- Born: July 3 Chicago, Illinois
- Other names: Barbara Green Deer
- Occupations: Game designer, editor

= Barbara G. Young =

American game designer and editor

Barbara G. Young is an editor who has worked on several game products and articles for the Dungeons & Dragons fantasy role-playing game from TSR. She was an assistant editor on Dragon and Dungeon magazines from 1987 to 1995.

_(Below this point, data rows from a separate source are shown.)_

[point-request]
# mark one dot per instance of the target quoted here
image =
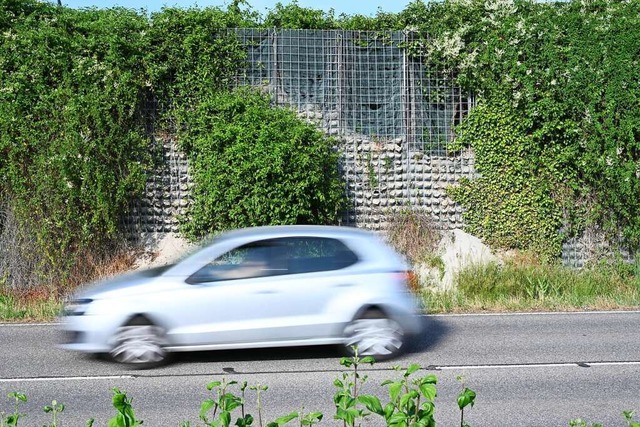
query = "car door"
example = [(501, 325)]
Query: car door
[(270, 291)]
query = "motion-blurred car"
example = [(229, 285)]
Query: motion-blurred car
[(250, 288)]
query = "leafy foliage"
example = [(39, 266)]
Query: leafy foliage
[(509, 205), (72, 142), (566, 71), (256, 165)]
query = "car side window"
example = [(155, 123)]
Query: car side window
[(274, 257), (313, 254), (253, 260)]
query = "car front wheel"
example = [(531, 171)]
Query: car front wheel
[(374, 334)]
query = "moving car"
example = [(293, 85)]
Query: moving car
[(258, 287)]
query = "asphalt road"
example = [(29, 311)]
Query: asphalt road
[(527, 370)]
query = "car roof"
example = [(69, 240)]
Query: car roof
[(296, 230)]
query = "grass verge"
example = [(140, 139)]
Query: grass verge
[(510, 287)]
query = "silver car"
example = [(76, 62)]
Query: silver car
[(258, 287)]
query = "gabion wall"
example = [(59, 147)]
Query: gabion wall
[(391, 118)]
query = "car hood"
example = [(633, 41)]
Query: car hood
[(125, 284)]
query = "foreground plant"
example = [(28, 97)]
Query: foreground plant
[(11, 420)]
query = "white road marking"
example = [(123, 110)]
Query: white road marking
[(535, 365), (426, 368), (89, 378)]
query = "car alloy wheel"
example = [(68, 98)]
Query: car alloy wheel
[(374, 334), (139, 346)]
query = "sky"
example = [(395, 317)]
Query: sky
[(349, 7)]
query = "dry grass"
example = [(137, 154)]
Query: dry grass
[(522, 287)]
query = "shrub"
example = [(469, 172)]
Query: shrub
[(253, 164)]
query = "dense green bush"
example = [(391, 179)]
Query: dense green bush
[(256, 165), (72, 142), (568, 72), (557, 84)]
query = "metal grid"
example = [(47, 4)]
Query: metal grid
[(392, 116), (366, 81)]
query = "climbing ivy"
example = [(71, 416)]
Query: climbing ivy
[(257, 165)]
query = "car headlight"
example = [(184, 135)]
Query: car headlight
[(76, 307)]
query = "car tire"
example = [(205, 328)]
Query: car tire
[(139, 344), (374, 334)]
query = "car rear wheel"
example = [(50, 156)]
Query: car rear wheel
[(374, 334), (139, 344)]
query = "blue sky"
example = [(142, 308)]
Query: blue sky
[(350, 7)]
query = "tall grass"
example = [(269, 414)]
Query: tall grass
[(516, 286)]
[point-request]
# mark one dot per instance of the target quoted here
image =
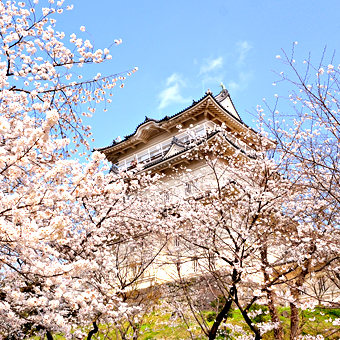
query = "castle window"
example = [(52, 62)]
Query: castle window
[(188, 188)]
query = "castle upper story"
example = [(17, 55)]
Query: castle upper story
[(157, 144)]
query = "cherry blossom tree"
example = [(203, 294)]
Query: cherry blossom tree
[(63, 224), (253, 237), (307, 137)]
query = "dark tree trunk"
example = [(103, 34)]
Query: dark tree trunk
[(221, 315), (294, 316), (278, 331), (247, 319)]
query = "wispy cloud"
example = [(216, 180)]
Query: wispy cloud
[(172, 93), (211, 65), (243, 48)]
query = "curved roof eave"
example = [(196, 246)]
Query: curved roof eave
[(159, 123)]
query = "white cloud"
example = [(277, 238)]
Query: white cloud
[(211, 64), (243, 48), (172, 93)]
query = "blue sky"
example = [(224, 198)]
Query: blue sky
[(184, 47)]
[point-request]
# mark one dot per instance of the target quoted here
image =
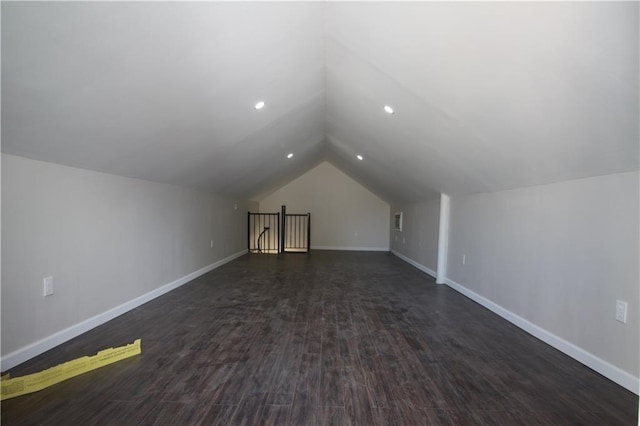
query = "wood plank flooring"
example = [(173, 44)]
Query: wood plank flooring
[(330, 338)]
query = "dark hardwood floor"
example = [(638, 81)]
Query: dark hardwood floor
[(328, 338)]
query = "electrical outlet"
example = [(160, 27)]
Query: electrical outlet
[(621, 311), (48, 286)]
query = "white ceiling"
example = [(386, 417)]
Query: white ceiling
[(488, 96)]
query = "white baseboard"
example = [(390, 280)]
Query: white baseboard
[(34, 349), (412, 262), (603, 367), (350, 248)]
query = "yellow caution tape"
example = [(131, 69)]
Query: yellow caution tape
[(43, 379)]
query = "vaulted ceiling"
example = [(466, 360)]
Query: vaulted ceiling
[(487, 96)]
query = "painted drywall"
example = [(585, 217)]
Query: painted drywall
[(418, 239), (344, 214), (105, 240), (559, 256)]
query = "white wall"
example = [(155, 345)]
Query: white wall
[(418, 240), (105, 239), (558, 256), (344, 215)]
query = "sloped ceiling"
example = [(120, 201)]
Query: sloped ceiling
[(487, 96)]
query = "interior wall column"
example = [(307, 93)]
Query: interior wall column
[(443, 238)]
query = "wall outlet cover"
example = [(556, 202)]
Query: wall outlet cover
[(48, 286), (621, 311)]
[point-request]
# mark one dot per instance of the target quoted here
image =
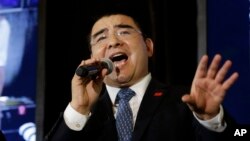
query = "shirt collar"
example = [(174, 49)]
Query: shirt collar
[(139, 88)]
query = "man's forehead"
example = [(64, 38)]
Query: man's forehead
[(112, 21)]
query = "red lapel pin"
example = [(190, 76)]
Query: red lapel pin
[(158, 94)]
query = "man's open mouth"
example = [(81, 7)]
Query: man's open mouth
[(120, 57)]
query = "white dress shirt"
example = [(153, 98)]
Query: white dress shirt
[(77, 121)]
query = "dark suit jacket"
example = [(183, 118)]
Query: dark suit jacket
[(162, 116), (2, 137)]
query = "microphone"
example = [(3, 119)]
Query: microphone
[(92, 70)]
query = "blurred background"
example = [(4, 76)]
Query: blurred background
[(42, 42)]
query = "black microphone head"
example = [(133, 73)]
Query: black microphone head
[(92, 70), (108, 64)]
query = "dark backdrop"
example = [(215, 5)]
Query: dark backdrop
[(173, 29)]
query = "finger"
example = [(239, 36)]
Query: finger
[(202, 67), (189, 101), (230, 81), (220, 76), (213, 68)]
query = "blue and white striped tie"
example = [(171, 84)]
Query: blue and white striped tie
[(124, 116)]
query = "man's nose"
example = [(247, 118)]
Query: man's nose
[(114, 41)]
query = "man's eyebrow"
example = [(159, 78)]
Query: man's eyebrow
[(123, 26), (99, 32), (116, 26)]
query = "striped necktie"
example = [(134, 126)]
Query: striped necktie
[(124, 117)]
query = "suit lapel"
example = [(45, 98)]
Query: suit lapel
[(151, 100)]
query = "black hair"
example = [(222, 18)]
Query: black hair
[(139, 14)]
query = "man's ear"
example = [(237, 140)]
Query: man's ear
[(150, 46)]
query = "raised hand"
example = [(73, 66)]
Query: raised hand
[(209, 87)]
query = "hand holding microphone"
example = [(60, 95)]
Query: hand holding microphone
[(85, 92)]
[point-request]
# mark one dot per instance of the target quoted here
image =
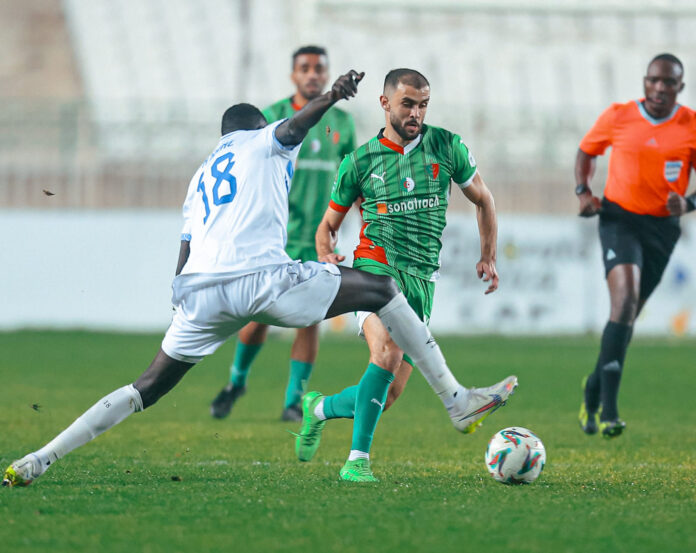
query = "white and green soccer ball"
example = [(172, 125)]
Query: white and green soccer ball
[(515, 455)]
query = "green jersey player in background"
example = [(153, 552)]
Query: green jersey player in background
[(403, 176), (322, 150)]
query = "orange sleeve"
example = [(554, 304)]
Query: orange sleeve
[(600, 136)]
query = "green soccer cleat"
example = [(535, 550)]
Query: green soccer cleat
[(588, 422), (21, 473), (357, 471), (612, 429), (292, 413), (307, 441)]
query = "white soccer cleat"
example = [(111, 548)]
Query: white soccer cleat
[(23, 471), (473, 405)]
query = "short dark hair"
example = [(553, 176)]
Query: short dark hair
[(309, 49), (410, 77), (242, 117), (670, 58)]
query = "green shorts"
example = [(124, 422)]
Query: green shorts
[(418, 291), (303, 253)]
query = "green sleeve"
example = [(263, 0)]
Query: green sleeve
[(349, 144), (271, 114), (463, 162), (346, 188)]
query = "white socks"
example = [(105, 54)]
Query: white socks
[(412, 335), (107, 412)]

==Early life and education==
Barbara Young was born in Chicago on July 3. She attended Northeastern Illinois University. Young had a double major in English and linguistics, reflecting her interests in turning thought into language and the possibilities of communication with other life forms (either on Earth or elsewhere), as well as science-fiction and fantasy literature, and creative writing.

==Career==
Young took several secretarial positions in sequence before working at IBM on one of the first word processors. Her interest in science fiction and fantasy led to her involvement in the role-playing game industry, specifically TSR, Inc.: "By way of fandom, I was introduced to the Dungeons & Dragons game, and I kibbitzed quite a few games before getting involved myself." Young answered an advertisement in the Chicago Tribune for a game editor at TSR. Young worked for TSR in that capacity from September 1984 to 1985, then worked on a local newspaper while editing game modules for TSR as a freelancer. In January 1987, Young began working in TSR's magazine department as the assistant editor for Dungeon Adventures. Dragon magazine won the 1989 Origins Award for "Best Professional Adventure Gaming Magazine of 1989" while she was the editor.